The Digestive Health Center offers prevention, diagnosis and treatment programs for diseases of the esophagus, including:
Gastroesophageal reflux disease (GERD)
Most people are unaware of the potential seriousness of GERD, yet it is the most common digestive disorder in the western world.
For patients with long-standing symptoms of GERD, referral to a gastroenterologist for an assessment of their esophagus is crucial. Signs of GERD may be a persistent cough, heart burn, chest pain, difficulty swallowing, asthma or hoarseness. Long term damage to the esophagus is associated with pain, inability to swallow, scarring and sometimes esophageal cancer. Early diagnosis and treatment can lead to prevention of progressive esophageal tissue damage.
Some patients require surgical treatment for GERD. Minimally invasive, laparoscopic fundoplication is an anti-reflux operation offered by our surgical specialists. This approach is well tolerated by patients resulting in reduced hospital stay, relief of symptoms and enhanced recovery. OHSU surgeons are also among the earliest to perform endoscopic surgery for reflux and continue to evaluate the benefits of this procedure. New treatments, such as, incision-less Esophy-X , radiofrequency treatment for GERD (STRETTA) and other endoscopic anti-reflux techniques that change the dynamics of the lower esophageal sphincter are also available.
Promising new techniques to treat Barrett’s esophagus and prevent the development of cancer are offered by specialists in the OHSU Digestive Health Center. A major clinical trial studying radio frequency ablation of Barrett’s epithelium is under way. Other research focuses on chemo-prevention using medications to prevent the progression of Barrett’s esophagus toward cancer.
Our physicians are studying new methods of diagnosis to aid in the identification of precancerous dysplasia and early cancer in patients with Barrett’s esophagus. Thin-caliber endoscopy without sedation may allow wide screening of “at risk” minimally symptomatic patients for Barrett’s esophagus. OHSU also provides the most advanced endoscopic ultrasonography services in Oregon for esophageal cancer, including the use of endoscopic ultrasound for the appropriate staging of cancer.
Patients with very early cancers can be treated with a novel procedure called endoscopic mucosal resection in which the portion of the lining that is diseased is removed using an endoscopic procedure. Stents may be used to enable patients with esophageal blockages to swallow. Surgeons at OHSU are pioneers in developing and performing the techniques of minimally invasive esophagectomy for selected patients.

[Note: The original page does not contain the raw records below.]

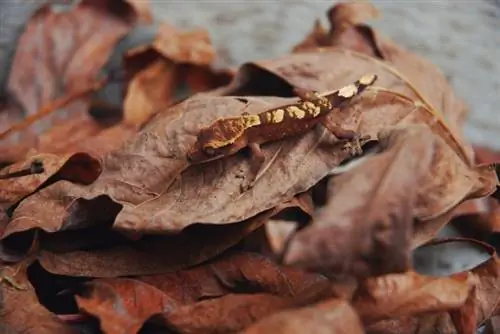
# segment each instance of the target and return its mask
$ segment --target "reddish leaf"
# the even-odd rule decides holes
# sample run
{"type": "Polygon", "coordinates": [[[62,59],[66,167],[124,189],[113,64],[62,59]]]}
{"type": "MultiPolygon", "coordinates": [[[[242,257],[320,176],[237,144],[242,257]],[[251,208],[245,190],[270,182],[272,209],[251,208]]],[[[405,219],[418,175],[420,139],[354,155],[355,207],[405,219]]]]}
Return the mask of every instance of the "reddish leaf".
{"type": "Polygon", "coordinates": [[[77,333],[44,308],[26,277],[28,261],[0,265],[0,331],[5,333],[77,333]]]}
{"type": "Polygon", "coordinates": [[[237,224],[196,225],[179,234],[148,237],[128,245],[59,254],[42,252],[39,260],[47,271],[71,276],[115,277],[183,269],[222,253],[270,217],[296,205],[290,201],[237,224]]]}
{"type": "Polygon", "coordinates": [[[436,240],[422,247],[448,243],[473,244],[491,257],[469,272],[448,277],[419,277],[409,273],[406,278],[391,275],[392,278],[369,279],[358,292],[354,302],[356,309],[365,322],[393,318],[369,326],[369,333],[473,333],[486,319],[499,314],[500,275],[495,250],[487,244],[460,238],[436,240]],[[409,277],[413,279],[408,281],[409,277]],[[387,284],[386,280],[393,280],[395,284],[387,284]],[[450,284],[449,280],[455,280],[455,283],[450,284]],[[408,283],[426,285],[415,291],[408,283]],[[375,293],[377,290],[379,293],[375,293]]]}
{"type": "Polygon", "coordinates": [[[474,288],[474,277],[422,276],[414,272],[391,274],[364,281],[353,306],[364,323],[463,306],[474,288]]]}
{"type": "Polygon", "coordinates": [[[174,273],[138,276],[134,279],[98,279],[89,284],[90,290],[83,297],[77,296],[76,299],[81,309],[100,319],[101,329],[106,333],[123,333],[136,332],[148,317],[156,313],[163,313],[168,322],[182,328],[216,328],[212,322],[218,327],[241,326],[239,322],[245,324],[253,316],[261,317],[260,308],[272,311],[275,307],[292,303],[291,298],[302,298],[303,295],[319,298],[329,293],[329,286],[328,281],[321,276],[279,268],[256,254],[230,253],[212,262],[174,273]],[[266,292],[275,296],[257,294],[254,297],[223,297],[231,292],[266,292]],[[217,297],[223,298],[213,302],[202,301],[217,297]],[[241,305],[231,306],[231,301],[236,304],[248,302],[250,306],[240,309],[241,305]],[[267,303],[270,305],[266,306],[267,303]],[[182,308],[182,305],[192,306],[182,308]],[[232,307],[239,315],[234,319],[235,324],[223,324],[224,317],[210,312],[206,319],[198,323],[194,319],[197,314],[203,317],[201,310],[206,307],[214,308],[214,311],[221,308],[222,312],[232,307]],[[254,314],[254,309],[257,314],[254,314]],[[193,312],[192,321],[186,318],[187,310],[193,312]]]}
{"type": "Polygon", "coordinates": [[[435,141],[424,126],[395,128],[380,141],[382,153],[332,179],[327,204],[292,237],[286,263],[358,277],[408,269],[412,217],[435,141]]]}
{"type": "Polygon", "coordinates": [[[342,299],[277,312],[250,326],[245,334],[364,334],[356,311],[342,299]]]}
{"type": "Polygon", "coordinates": [[[162,23],[150,46],[140,46],[126,56],[129,67],[138,65],[139,69],[127,89],[124,122],[141,125],[173,102],[176,87],[189,73],[179,64],[206,69],[214,59],[215,49],[206,30],[184,32],[162,23]]]}
{"type": "MultiPolygon", "coordinates": [[[[84,0],[68,12],[42,6],[18,42],[8,82],[9,92],[28,120],[39,111],[51,112],[46,106],[53,101],[95,86],[96,76],[115,44],[132,29],[136,19],[134,9],[123,1],[84,0]]],[[[43,126],[30,131],[47,132],[47,123],[52,127],[66,119],[90,121],[88,102],[88,94],[80,96],[45,117],[43,126]]]]}
{"type": "Polygon", "coordinates": [[[75,298],[78,307],[98,317],[101,329],[109,334],[137,333],[151,315],[178,307],[155,287],[125,278],[110,284],[106,279],[93,281],[83,296],[75,298]]]}
{"type": "MultiPolygon", "coordinates": [[[[413,92],[409,96],[412,97],[413,94],[416,94],[418,100],[422,100],[437,114],[444,115],[455,137],[459,138],[464,145],[460,127],[468,113],[467,105],[453,93],[453,89],[448,84],[443,72],[434,64],[405,50],[391,40],[382,37],[369,26],[362,24],[363,21],[378,16],[378,10],[373,4],[339,3],[328,11],[327,16],[330,20],[330,31],[326,36],[319,38],[323,44],[318,46],[331,45],[352,50],[354,51],[352,56],[355,58],[361,56],[371,60],[388,69],[393,75],[402,78],[407,87],[413,87],[411,89],[413,92]],[[357,54],[358,52],[360,54],[357,54]],[[442,109],[439,110],[436,107],[442,109]]],[[[318,31],[318,28],[315,31],[318,31]]],[[[311,46],[313,45],[309,43],[309,47],[311,46]]],[[[321,65],[324,66],[323,63],[321,65]]],[[[338,65],[340,69],[343,68],[340,64],[338,65]]],[[[386,87],[380,81],[378,84],[386,87]]],[[[464,149],[470,158],[472,148],[466,145],[464,149]]]]}
{"type": "Polygon", "coordinates": [[[0,209],[7,209],[35,192],[49,178],[88,184],[92,183],[101,172],[99,162],[84,153],[63,156],[37,154],[2,169],[0,175],[26,169],[34,160],[42,162],[43,173],[0,180],[0,209]]]}

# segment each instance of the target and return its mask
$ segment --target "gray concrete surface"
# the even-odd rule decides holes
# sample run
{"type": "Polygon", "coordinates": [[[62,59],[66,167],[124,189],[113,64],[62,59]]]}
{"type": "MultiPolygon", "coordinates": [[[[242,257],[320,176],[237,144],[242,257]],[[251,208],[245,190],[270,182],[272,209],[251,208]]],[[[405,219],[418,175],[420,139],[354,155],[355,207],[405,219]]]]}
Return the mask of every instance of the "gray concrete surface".
{"type": "MultiPolygon", "coordinates": [[[[46,1],[0,0],[0,83],[23,23],[46,1]]],[[[53,0],[53,2],[63,2],[53,0]]],[[[204,27],[219,52],[217,66],[282,55],[307,34],[316,18],[326,25],[328,0],[150,0],[156,20],[204,27]]],[[[372,0],[383,17],[373,25],[441,67],[472,110],[465,127],[474,143],[500,149],[500,3],[498,0],[372,0]]],[[[148,40],[136,29],[120,51],[148,40]]],[[[119,59],[119,52],[113,62],[119,59]]],[[[116,95],[119,87],[108,88],[116,95]]],[[[115,96],[116,99],[116,96],[115,96]]]]}

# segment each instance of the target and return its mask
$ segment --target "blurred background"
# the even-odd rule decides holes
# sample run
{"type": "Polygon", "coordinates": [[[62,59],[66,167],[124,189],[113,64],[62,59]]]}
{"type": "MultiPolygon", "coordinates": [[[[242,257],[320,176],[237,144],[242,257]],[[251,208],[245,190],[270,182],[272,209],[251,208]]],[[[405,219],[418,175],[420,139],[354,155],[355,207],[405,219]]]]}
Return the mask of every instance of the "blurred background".
{"type": "MultiPolygon", "coordinates": [[[[68,1],[52,1],[68,2],[68,1]]],[[[157,20],[180,28],[203,27],[217,47],[217,67],[288,53],[337,1],[327,0],[152,0],[157,20]]],[[[0,1],[0,80],[5,83],[15,42],[24,22],[44,1],[0,1]]],[[[382,17],[369,23],[409,50],[439,66],[469,104],[465,127],[474,143],[500,149],[500,2],[498,0],[373,0],[382,17]]],[[[138,28],[118,47],[111,63],[128,48],[152,40],[154,27],[138,28]]],[[[117,99],[108,87],[107,99],[117,99]]]]}

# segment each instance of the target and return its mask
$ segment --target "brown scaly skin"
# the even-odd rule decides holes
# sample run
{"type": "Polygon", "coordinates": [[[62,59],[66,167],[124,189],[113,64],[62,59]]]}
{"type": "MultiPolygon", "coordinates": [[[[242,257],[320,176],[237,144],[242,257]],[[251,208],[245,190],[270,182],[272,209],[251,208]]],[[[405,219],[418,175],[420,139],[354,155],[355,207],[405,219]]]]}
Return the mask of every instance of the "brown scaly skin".
{"type": "Polygon", "coordinates": [[[200,164],[233,155],[248,147],[253,176],[242,186],[243,190],[247,190],[253,186],[264,167],[265,157],[260,144],[303,134],[318,123],[323,124],[340,140],[347,141],[344,149],[351,151],[353,155],[360,154],[360,141],[366,138],[360,139],[356,132],[330,124],[325,119],[330,112],[346,106],[376,80],[376,75],[365,75],[353,84],[324,97],[317,92],[296,88],[295,93],[301,99],[297,103],[256,115],[244,113],[239,117],[218,119],[200,130],[195,145],[187,154],[188,161],[200,164]]]}

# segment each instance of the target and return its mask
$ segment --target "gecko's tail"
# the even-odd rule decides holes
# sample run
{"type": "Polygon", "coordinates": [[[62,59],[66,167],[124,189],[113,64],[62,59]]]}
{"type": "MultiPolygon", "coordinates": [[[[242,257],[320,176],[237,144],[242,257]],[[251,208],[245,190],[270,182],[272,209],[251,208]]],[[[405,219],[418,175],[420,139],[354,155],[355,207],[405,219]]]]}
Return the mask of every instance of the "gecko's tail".
{"type": "Polygon", "coordinates": [[[376,74],[364,75],[354,83],[344,86],[339,90],[326,96],[333,104],[334,107],[343,107],[345,104],[349,103],[355,96],[361,94],[366,87],[373,85],[377,81],[376,74]]]}

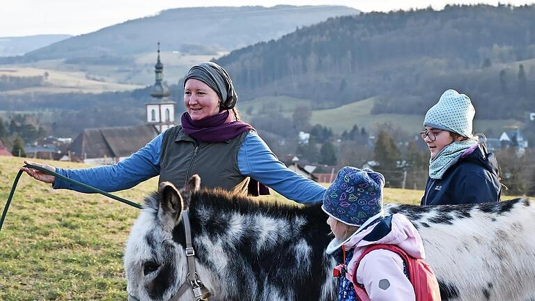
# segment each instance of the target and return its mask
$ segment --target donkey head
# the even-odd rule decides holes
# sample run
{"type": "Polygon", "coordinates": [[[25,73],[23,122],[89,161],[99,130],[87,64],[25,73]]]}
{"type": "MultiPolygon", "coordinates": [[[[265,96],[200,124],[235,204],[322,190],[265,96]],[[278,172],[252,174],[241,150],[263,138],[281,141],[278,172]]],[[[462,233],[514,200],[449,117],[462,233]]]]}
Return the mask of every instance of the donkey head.
{"type": "Polygon", "coordinates": [[[194,175],[180,191],[163,182],[157,193],[145,199],[125,252],[127,291],[131,296],[141,301],[166,301],[186,281],[184,247],[173,240],[173,232],[181,213],[189,206],[192,193],[199,190],[200,181],[194,175]]]}

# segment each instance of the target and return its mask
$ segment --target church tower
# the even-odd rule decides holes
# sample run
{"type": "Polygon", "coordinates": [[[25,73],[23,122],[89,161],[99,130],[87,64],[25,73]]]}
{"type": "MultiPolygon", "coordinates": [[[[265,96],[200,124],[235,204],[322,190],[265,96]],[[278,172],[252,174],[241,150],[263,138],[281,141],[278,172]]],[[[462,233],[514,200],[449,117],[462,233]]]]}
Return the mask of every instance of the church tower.
{"type": "Polygon", "coordinates": [[[145,104],[147,112],[147,123],[154,125],[162,132],[175,125],[175,102],[171,100],[169,88],[164,82],[164,64],[160,60],[160,42],[158,42],[158,59],[155,65],[156,81],[150,88],[150,96],[155,102],[145,104]]]}

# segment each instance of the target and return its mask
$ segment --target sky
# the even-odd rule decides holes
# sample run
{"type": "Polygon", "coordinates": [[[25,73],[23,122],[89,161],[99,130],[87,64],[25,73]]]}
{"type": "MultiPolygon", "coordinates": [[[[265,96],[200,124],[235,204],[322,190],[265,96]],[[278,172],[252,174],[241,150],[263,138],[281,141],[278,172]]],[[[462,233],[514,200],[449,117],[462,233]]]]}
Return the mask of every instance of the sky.
{"type": "Polygon", "coordinates": [[[192,6],[273,6],[288,5],[342,5],[363,12],[390,11],[399,9],[424,8],[435,10],[448,3],[491,5],[511,3],[518,6],[532,3],[535,0],[0,0],[0,37],[24,36],[37,34],[88,33],[103,27],[158,12],[180,7],[192,6]]]}

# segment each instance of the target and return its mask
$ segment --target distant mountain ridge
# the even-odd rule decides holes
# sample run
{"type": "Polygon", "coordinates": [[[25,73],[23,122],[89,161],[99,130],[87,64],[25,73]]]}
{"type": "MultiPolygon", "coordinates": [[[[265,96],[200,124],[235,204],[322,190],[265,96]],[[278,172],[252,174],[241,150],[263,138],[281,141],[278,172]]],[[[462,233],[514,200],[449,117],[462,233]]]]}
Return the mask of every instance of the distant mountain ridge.
{"type": "Polygon", "coordinates": [[[72,36],[58,34],[0,37],[0,56],[21,56],[71,36],[72,36]]]}
{"type": "Polygon", "coordinates": [[[354,8],[334,6],[175,8],[72,37],[28,53],[24,59],[130,55],[154,51],[158,41],[168,50],[200,45],[230,51],[329,17],[357,13],[354,8]]]}
{"type": "Polygon", "coordinates": [[[535,5],[478,5],[339,17],[215,61],[243,100],[287,95],[336,107],[382,96],[375,114],[419,114],[453,88],[484,103],[487,118],[520,118],[535,97],[534,16],[535,5]]]}

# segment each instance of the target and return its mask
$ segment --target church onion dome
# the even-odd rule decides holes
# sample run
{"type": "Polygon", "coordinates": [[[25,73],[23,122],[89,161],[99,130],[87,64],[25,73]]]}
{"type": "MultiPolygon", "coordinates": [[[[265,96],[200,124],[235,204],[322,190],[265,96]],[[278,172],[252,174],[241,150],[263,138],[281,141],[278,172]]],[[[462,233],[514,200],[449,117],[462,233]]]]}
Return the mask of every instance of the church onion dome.
{"type": "Polygon", "coordinates": [[[150,87],[150,96],[163,98],[169,95],[169,87],[163,82],[157,82],[150,87]]]}
{"type": "Polygon", "coordinates": [[[164,64],[160,61],[160,42],[158,42],[158,59],[155,68],[155,82],[150,87],[150,96],[163,98],[169,95],[169,88],[164,83],[164,64]]]}

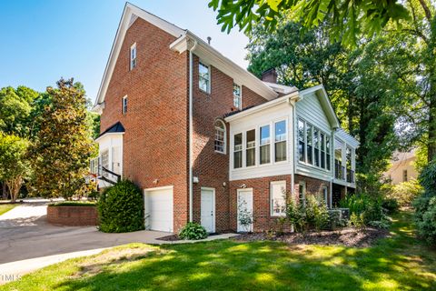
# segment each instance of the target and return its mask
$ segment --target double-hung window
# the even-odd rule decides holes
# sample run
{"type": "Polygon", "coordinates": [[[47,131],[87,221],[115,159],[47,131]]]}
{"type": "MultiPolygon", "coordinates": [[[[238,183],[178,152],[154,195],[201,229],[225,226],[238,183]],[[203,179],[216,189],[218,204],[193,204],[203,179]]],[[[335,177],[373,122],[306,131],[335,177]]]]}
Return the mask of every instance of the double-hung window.
{"type": "Polygon", "coordinates": [[[272,216],[286,215],[286,181],[271,182],[270,205],[272,216]]]}
{"type": "Polygon", "coordinates": [[[234,135],[233,168],[243,166],[243,134],[234,135]]]}
{"type": "Polygon", "coordinates": [[[247,147],[245,150],[246,166],[256,165],[256,131],[254,129],[247,131],[247,147]]]}
{"type": "Polygon", "coordinates": [[[316,166],[320,166],[320,137],[318,134],[319,134],[319,130],[318,128],[315,127],[313,130],[313,146],[314,146],[313,155],[315,157],[316,166]]]}
{"type": "Polygon", "coordinates": [[[124,115],[127,113],[127,96],[124,96],[121,102],[121,108],[124,115]]]}
{"type": "Polygon", "coordinates": [[[261,145],[259,153],[261,165],[270,163],[270,125],[261,127],[261,145]]]}
{"type": "Polygon", "coordinates": [[[215,152],[225,154],[225,125],[223,121],[215,121],[215,152]]]}
{"type": "Polygon", "coordinates": [[[313,165],[313,126],[307,124],[307,164],[313,165]]]}
{"type": "Polygon", "coordinates": [[[243,109],[243,95],[241,86],[233,83],[233,105],[238,109],[243,109]]]}
{"type": "Polygon", "coordinates": [[[198,63],[198,85],[206,93],[211,93],[211,68],[202,62],[198,63]]]}
{"type": "Polygon", "coordinates": [[[130,70],[136,67],[136,43],[130,46],[130,70]]]}
{"type": "Polygon", "coordinates": [[[286,161],[286,121],[279,121],[274,125],[275,162],[286,161]]]}
{"type": "Polygon", "coordinates": [[[298,159],[305,162],[304,122],[298,120],[298,159]]]}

Our radiation oncologists offer sophisticated treatment technology for patients with esophageal cancer, including the placement of catheters threaded to the site of the tumor to deliver a high dose of radiation. Radiation therapy may be used with curative intent or to relieve symptoms, such as an inability to swallow solid foods.
Achalasia, diverticula and other esophageal motility disorders
Achalasia is an unusual swallowing disorder. Diagnosis requires special expertise with esophageal manometry and other studies to rule out malignancy. Decisions to use endoscopic therapy (botulinum toxin or balloon dilation) or surgical myotomy are complex and benefit from the multidisciplinary approach of the Digestive Health Center. OHSU has historically treated most achalasia cases in Oregon, thanks to the expertise of its physicians and surgeons.
The TIF procedure is an effective solution for chronic acid reflux. The Transoral Incisionless Fundoplication is a minimally invasive treatment for gastroesophageal reflux disease (GERD) that is performed in the outpatient setting. The TIF procedure is performed from inside the patient's stomach without incisions.